Ignoring Arsene Wenger's doping concerns 'naive', says Matt Lawton
Sunday 15 November 2015 16:41, UK
To ignore Arsene Wenger's warnings about doping in football would be 'naive', according to Matt Lawton.
Speaking in an interview with French newspaper L'Equipe after a Dinamo Zagreb player failed a drugs test after Arsenal's 2-1 Champions League defeat, Wenger voiced his concerns regarding doping in football.
He was quoted as saying he "never injected my players to make them better", however, he also said he had faced teams who were not "in that frame of mind".
The Arsenal manager has been asked to explain his comments on doping to the Football Association and Lawton, the Daily Mail's chief sports reporter, thinks it would be wrong to dismiss the Frenchman's views.
Speaking on Sunday Supplement, he said: "People say you don't need doping in football because football is not about that and it's about skill and about coaching.
"Performance-enhancing drugs work brilliantly in football. They'd be sensational in football.
"EPO [Erythropoietin] would be brilliant in football because you can run harder for longer and the other big thing about performance-enhancing drugs is recovery - recovery from injury and also recovery from a hard game.
"If you are a Champions League club and you've got a massive game in Madrid and then you are playing Arsenal on a Saturday, performance-enhancing drugs would be brilliant in terms of getting you ready for the next game.
"Then you have to ask yourself how high the stakes in football are? Drugs come into sport whenever it is big money and the stakes are high.
"Nowhere in world sport are the stakes higher than in football so the idea that it's not going on and the idea Wenger is talking out of his backside is just naive in the extreme."
Doping has been in the headlines recently with the IAAF voting to suspend Russia from international athletics.
This followed a World Anti-Doping Agency commission, led by Dick Pound, that recommended Russia be suspended from international athletics amid accusations of doping, cover-ups and extortion.
And Lawton thinks all sports, including football, are vulnerable to doping.
"We saw a situation in Italy in the late nineties where there were problems and Juventus were actually exposed. I've always remembered the quote that their medical department was the size of a small hospital.

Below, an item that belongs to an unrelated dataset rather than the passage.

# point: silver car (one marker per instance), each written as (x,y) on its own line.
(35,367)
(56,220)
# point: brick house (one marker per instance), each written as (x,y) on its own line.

"We saw a situation, again in Italy, involving Jaap Stam. I'm not just saying it's the Italians because that is naive as well. Everyone that is saying it's just the Russians that are doping in athletics at the moment is absolutely ridiculous.
"Pound said as much himself saying this is not a problem isolated to Russia or to athletics. It's across all sport," he added.
"We saw a situation with Stam who went to Italy and tested positive for nandrolone.
"I think Wenger's on to something. I think football has had an arrogant dismissive attitude towards doping and I think, like any sport, it's vulnerable to it."